Zabbix Administrators Guide

Dashboards

Zabbix has a number of types of dashboards that all serve different functions but could be considered by many as a “dashboard” of sorts.

NB. If there are any hosts that users don’t have access to in a Screen, Map or IT Service (SLA), then an object doesn’t exist error will return.

System Dashboard

A high level status of the system and monitored hosts as a whole. Bookmarked screens, maps and graphs will be found here.

Not much customisation can be done to the Dashboard but filtering of what is show can be done using the spanner at the top right hand corner. Read more

Overview

This is a dashboard where alerts (and data values) can be visualised in a matrix of hosts and metrics, where metrics and hosts can be optionally placed at the top or side. Queries can be done against host groups and filtered by many fields. Read more

Triggers

A simple snapshot of current alerts in table format. Order by severity, name or date; searched by host group and host and filtered by many fields.

Triggers can be acknowledged by a user, where the user should enter a brief comment on the situation and ideally the reference number of any ticket raised against the alert. Clicking show in the description column will show any actions operators should take that has previously been configured by an administrator on the trigger configuration. Read more

Maps

Maps are a way to present a visual topology of the interconnecting systems and services. Custom images (page section 3) can be added for improved usability. Read more

Screens

Screens are by far the most configurable dashboard in Zabbix. They allow multiple columns and rows where each cell can contain a number of different types of elements, such as a graph, trigger overview, events list, maps, live issues by host group, etc.

Screens come in two forms. Templated and custom.

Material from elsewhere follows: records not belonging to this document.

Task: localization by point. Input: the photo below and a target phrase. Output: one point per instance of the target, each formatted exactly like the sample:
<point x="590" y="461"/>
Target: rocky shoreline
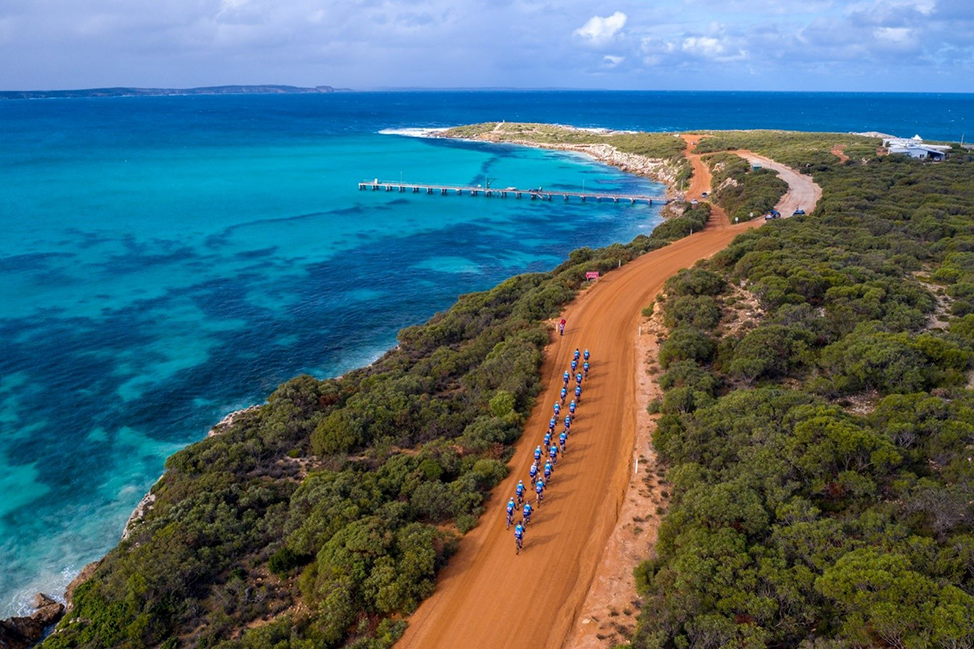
<point x="23" y="632"/>
<point x="654" y="168"/>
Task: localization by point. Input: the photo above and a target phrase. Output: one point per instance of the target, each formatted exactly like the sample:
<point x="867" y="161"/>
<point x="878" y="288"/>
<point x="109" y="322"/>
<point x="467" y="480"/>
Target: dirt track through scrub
<point x="488" y="597"/>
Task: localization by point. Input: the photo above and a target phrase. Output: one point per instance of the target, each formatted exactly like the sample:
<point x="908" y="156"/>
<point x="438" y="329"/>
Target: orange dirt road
<point x="700" y="181"/>
<point x="488" y="597"/>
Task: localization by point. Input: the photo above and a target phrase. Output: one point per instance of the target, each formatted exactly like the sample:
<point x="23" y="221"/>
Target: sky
<point x="872" y="45"/>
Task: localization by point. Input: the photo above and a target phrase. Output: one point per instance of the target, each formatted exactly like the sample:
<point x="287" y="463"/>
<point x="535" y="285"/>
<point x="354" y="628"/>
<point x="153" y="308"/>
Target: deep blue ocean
<point x="164" y="261"/>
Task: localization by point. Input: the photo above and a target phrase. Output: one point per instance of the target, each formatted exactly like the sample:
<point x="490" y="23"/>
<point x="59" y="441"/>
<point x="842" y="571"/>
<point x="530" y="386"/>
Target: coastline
<point x="654" y="169"/>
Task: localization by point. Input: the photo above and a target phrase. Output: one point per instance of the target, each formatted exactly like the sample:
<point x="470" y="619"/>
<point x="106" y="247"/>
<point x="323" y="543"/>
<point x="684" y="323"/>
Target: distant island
<point x="165" y="92"/>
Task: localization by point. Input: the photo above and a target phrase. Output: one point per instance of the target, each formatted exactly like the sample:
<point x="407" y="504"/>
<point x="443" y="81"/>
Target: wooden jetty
<point x="488" y="192"/>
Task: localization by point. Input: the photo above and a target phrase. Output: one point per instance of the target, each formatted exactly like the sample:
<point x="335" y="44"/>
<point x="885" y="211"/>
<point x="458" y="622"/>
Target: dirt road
<point x="803" y="193"/>
<point x="487" y="596"/>
<point x="700" y="181"/>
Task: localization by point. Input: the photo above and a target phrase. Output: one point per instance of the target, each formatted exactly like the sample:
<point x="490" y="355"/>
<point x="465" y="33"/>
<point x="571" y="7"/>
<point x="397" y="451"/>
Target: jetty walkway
<point x="535" y="194"/>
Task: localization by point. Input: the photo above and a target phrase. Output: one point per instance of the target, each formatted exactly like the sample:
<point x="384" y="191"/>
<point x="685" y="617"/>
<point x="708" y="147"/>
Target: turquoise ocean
<point x="165" y="261"/>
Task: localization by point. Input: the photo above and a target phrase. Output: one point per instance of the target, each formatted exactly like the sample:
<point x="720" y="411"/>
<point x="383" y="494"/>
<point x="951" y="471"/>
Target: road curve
<point x="488" y="597"/>
<point x="803" y="192"/>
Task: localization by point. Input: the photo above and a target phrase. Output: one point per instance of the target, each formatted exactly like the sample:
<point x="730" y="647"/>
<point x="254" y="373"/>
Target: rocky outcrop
<point x="145" y="505"/>
<point x="82" y="577"/>
<point x="23" y="632"/>
<point x="225" y="423"/>
<point x="139" y="513"/>
<point x="655" y="168"/>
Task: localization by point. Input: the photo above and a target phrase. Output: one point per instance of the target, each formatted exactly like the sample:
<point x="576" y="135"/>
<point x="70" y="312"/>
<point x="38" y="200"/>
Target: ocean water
<point x="165" y="261"/>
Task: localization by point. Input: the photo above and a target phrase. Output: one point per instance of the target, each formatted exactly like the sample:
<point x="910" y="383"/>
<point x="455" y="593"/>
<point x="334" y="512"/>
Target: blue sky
<point x="873" y="45"/>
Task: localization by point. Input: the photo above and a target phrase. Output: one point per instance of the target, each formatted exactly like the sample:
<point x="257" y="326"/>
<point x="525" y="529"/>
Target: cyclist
<point x="510" y="512"/>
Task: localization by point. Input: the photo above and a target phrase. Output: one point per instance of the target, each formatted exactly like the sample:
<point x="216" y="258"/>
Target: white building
<point x="915" y="148"/>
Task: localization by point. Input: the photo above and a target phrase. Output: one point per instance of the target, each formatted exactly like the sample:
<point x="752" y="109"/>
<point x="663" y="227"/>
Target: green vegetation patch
<point x="321" y="518"/>
<point x="742" y="190"/>
<point x="820" y="458"/>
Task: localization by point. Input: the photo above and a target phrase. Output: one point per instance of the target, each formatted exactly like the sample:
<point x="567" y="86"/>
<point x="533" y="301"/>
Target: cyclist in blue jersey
<point x="510" y="512"/>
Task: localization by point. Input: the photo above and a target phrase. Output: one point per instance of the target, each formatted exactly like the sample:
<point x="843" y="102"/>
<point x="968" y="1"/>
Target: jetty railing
<point x="535" y="194"/>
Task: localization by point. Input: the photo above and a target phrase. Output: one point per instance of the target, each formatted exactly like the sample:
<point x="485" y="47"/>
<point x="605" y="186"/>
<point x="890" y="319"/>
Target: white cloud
<point x="600" y="31"/>
<point x="897" y="35"/>
<point x="703" y="46"/>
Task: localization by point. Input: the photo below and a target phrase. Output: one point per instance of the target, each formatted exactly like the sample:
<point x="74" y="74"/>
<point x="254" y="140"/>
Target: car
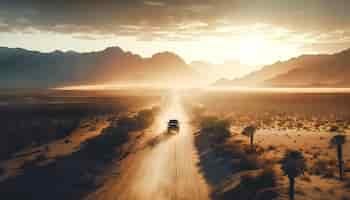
<point x="173" y="125"/>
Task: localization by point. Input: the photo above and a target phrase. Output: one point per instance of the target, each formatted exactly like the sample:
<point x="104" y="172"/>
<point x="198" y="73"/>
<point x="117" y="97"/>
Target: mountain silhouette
<point x="326" y="70"/>
<point x="20" y="68"/>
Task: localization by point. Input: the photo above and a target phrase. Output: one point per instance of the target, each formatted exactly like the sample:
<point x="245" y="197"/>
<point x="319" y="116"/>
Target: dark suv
<point x="173" y="124"/>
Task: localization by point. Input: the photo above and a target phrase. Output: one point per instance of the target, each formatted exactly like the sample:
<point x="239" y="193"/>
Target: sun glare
<point x="253" y="49"/>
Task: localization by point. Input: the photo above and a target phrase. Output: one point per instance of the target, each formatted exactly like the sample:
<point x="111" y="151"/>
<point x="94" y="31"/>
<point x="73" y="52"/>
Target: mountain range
<point x="325" y="70"/>
<point x="20" y="68"/>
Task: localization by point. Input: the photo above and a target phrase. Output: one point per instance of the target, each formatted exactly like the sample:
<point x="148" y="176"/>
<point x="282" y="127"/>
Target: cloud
<point x="297" y="21"/>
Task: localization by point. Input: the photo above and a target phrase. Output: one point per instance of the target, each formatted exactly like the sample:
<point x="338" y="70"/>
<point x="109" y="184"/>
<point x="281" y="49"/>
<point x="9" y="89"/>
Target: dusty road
<point x="165" y="170"/>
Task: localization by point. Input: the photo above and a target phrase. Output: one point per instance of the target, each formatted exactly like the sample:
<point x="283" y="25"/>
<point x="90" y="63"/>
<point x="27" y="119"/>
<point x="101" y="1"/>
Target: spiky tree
<point x="293" y="165"/>
<point x="250" y="131"/>
<point x="338" y="141"/>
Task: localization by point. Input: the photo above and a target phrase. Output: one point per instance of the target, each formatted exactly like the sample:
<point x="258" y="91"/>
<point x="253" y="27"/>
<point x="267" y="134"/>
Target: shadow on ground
<point x="232" y="172"/>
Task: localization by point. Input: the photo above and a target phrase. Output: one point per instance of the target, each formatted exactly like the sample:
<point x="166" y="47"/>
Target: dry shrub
<point x="323" y="167"/>
<point x="249" y="162"/>
<point x="256" y="181"/>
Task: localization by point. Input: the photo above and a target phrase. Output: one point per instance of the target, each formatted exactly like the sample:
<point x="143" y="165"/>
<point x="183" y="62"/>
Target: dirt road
<point x="166" y="169"/>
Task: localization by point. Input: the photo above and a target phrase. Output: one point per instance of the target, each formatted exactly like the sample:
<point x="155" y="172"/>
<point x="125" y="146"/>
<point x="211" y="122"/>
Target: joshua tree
<point x="339" y="140"/>
<point x="250" y="131"/>
<point x="293" y="165"/>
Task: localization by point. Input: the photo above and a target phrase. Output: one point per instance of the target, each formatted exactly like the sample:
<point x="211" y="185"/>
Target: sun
<point x="253" y="49"/>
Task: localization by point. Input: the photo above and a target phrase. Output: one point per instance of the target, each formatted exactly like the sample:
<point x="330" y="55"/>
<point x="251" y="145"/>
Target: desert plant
<point x="339" y="140"/>
<point x="250" y="131"/>
<point x="217" y="129"/>
<point x="293" y="165"/>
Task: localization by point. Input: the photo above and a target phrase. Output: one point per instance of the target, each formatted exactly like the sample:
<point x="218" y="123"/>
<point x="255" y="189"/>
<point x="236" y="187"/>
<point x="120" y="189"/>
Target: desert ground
<point x="115" y="144"/>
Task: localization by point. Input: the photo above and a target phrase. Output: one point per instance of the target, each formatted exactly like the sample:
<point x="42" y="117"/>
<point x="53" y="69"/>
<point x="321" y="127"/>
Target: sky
<point x="254" y="32"/>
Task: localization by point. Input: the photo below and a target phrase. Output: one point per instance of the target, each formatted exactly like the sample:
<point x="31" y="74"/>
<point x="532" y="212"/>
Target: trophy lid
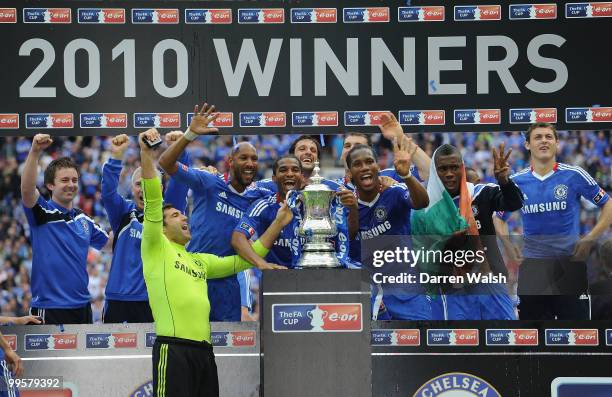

Template screens are screens that set a model for how a screen should look for any hosts which are linked to the template. All hosts that link will have all templated screens linked to them automatically. Templated screens are limited by monitoring items that are available to the template, including inherited items.

Custom screens are for special cases where the scope of the screen is beyond items that are configured or linked to a template. Custom screens have far more available types of elements and can even include data from different hosts and host groups. Read more

Configuring screens

As an administrator, the configuration section for custom screens is found under the screens sub-section of the monitoring header. If all screens are not immediately visible, click the all screens breadcrumb root.

Clicking create will open a new, screen properties page where, screen name, number of columns and rows can be configured as well as changing the owner and assigning permissions to users/user groups. Clicking properties link of a previously created screen will reopen this page.

Clicking the name of any screen will take you to the user view of the configured screen.

In this section the user can click on the host name to get a menu to other areas and tools for the host. Clicking or hovering over any alerts will present the user with a brief list of historic events (full list is available by clicking the date) and the description of the trigger (which could contain what actions are recommended for the event).

Once the user has taken all the necessary actions, they should click yes in the Ack column, enter a comment and any reference and save to mark the alert as actioned.

If the user has read-write privileges to the screen, they will see and edit button which will take the user to the constructor section (also available in the all screens section).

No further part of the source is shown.